Once it was released, Babe's charm proved irresistable and it even ended up being Oscar nominated for Best Picture, which it lost to Braveheart in spite of this being a far better movie. Naturally this was a work to appeal to vegetarians with its themes of there being better ways to treat animals than eating them, but if it made millions pause before biting into that bacon sandwich then the pigs of the world were presumably grateful. Yet it went deeper than that, as what was more on its mind was working out a way of getting through the struggles and problems of life with kindness and decency over barging your way through your days with more thought for yourself than others: Babe always takes care to consider others' feelings.

This might have made him a piggy messiah in other, less sure and more showy handling, but Miller and Noonan were careful to keep the humour levels up to a high standard, as if to say, yes we know it's daft, but isn't it nice as well? So Babe (voiced by Christine Cavanagh) is looked after by the sheepdog Fly (Miriam Margolyes) who has just delivered a litter of puppies, which gives the piglet an idea: why can't he be a sheepdog as well? Not a sheepdog, perhaps, but what about a... but you're ahead of me, and so the porcine prodigy works out the best method to get others to work together and do what he would like is politeness and courtesy. Good manners cost nothing was the moral, or perhaps the less stern it's nice to be nice, but the cumulative power of the piglet showing the way through each encounter he had was unexpectedly affecting.

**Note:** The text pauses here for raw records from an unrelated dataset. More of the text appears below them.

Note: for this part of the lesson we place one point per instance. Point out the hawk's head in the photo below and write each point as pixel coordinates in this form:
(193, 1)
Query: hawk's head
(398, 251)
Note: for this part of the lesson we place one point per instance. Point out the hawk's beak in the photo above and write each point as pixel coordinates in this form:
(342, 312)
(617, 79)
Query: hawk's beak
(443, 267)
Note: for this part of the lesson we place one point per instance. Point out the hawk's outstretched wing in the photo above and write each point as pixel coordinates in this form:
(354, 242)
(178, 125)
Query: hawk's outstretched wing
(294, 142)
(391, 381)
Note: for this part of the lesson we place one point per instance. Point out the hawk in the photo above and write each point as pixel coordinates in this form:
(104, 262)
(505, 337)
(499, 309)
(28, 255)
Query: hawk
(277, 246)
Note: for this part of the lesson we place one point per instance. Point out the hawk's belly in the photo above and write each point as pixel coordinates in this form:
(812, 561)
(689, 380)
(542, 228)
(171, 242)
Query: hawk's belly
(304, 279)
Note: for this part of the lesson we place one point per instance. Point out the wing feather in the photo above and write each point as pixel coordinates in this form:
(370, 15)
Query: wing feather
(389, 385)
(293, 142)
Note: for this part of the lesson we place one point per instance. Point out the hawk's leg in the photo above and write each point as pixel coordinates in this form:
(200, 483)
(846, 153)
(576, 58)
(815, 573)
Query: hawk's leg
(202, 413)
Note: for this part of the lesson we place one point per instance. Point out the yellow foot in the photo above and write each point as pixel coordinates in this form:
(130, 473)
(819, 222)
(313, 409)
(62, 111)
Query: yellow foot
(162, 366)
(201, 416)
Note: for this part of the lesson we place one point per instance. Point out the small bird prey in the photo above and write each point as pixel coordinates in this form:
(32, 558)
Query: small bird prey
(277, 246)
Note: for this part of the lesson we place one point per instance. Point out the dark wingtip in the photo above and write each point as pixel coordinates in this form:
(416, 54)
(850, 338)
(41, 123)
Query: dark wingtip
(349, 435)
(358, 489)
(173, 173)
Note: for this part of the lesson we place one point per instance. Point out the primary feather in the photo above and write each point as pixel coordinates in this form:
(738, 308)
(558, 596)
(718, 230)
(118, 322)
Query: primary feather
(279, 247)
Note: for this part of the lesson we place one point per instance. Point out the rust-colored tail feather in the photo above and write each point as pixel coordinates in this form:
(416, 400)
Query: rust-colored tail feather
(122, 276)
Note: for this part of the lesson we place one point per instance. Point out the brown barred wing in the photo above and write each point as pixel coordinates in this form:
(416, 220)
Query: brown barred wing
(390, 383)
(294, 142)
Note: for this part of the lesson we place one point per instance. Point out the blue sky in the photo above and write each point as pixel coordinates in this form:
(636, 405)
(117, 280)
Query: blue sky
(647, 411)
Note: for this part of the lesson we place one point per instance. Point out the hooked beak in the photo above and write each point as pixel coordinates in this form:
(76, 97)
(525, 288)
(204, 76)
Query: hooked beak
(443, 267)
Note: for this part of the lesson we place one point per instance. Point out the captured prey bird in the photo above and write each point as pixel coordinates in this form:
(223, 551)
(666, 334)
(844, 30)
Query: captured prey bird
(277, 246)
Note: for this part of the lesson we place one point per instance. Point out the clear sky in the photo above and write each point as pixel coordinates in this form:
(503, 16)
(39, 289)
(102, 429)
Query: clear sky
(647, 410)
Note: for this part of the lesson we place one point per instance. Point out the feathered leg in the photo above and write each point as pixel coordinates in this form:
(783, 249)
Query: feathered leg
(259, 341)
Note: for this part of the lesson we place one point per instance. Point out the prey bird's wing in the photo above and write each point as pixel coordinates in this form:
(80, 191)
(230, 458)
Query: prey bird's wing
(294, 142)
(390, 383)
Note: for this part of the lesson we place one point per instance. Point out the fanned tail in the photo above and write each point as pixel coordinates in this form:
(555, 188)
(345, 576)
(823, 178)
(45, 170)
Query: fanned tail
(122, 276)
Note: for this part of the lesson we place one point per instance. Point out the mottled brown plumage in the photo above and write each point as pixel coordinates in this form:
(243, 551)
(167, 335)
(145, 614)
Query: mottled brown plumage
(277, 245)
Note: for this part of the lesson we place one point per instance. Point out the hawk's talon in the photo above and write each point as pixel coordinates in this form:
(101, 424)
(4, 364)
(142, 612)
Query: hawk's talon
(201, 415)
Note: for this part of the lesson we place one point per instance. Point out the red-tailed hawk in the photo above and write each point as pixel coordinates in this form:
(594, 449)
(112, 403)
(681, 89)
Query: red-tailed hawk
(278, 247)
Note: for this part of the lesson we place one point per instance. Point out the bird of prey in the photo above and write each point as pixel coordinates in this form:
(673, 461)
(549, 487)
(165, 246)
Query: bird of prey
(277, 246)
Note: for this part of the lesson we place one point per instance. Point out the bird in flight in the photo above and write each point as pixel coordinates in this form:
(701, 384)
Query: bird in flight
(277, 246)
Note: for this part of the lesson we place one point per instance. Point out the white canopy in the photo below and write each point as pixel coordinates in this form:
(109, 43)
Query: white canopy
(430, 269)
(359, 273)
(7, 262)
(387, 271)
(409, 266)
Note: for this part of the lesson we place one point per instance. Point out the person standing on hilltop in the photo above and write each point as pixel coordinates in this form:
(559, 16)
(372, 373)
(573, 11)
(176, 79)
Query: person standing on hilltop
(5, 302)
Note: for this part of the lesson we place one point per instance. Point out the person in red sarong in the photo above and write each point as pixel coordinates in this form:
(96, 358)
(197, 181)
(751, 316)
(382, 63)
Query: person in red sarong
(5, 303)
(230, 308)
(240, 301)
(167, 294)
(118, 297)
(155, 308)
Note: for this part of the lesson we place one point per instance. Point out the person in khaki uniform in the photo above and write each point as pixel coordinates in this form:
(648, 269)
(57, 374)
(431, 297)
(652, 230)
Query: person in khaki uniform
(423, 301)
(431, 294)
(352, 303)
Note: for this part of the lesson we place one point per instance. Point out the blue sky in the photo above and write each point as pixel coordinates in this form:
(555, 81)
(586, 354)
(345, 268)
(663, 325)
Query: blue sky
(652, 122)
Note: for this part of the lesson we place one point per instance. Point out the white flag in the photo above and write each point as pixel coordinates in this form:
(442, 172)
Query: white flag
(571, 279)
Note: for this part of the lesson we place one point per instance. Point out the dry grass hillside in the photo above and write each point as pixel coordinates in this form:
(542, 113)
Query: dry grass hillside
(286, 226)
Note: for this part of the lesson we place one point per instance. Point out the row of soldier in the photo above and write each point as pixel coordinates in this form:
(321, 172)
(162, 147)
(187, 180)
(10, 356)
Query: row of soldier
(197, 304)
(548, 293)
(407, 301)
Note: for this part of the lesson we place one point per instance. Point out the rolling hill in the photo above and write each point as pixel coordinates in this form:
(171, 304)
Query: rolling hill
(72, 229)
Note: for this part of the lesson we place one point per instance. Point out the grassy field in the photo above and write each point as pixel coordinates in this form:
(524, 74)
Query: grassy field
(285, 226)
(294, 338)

That's not to say the jokes dried up halfway through, but the pathos and amusement were expertly regulated throughout, so one moment you would be laughing away at Babe's frantic friend Ferdinand the Duck (Danny Mann), an excellent comic creation, the next worried when the piglet was falsely accused of attacking the flock and threatened with the chop. But then, if he could survive the hungry attentions of Mrs Hoggett (Magda Szubanski) then the odds were favourable he would make it to the end of the movie intact. The grand finale took place at the region's sheepdog trials where Farmer Hoggett found faith in the small pink animal and realised he was as good a guide for the sheep as Fly or Rex (Hugo Weaving), the fierce and sceptical hound who is resistant to Babe's entry into his profession. It could be that this was the hit it was due to its novelty, yet you may arrive for that and leave in an improved mood, as truly this was a movie good for the soul. Composer Nigel Westlake's use of a Saint-Saens theme throughout was the icing on the cake, that and the singing mice.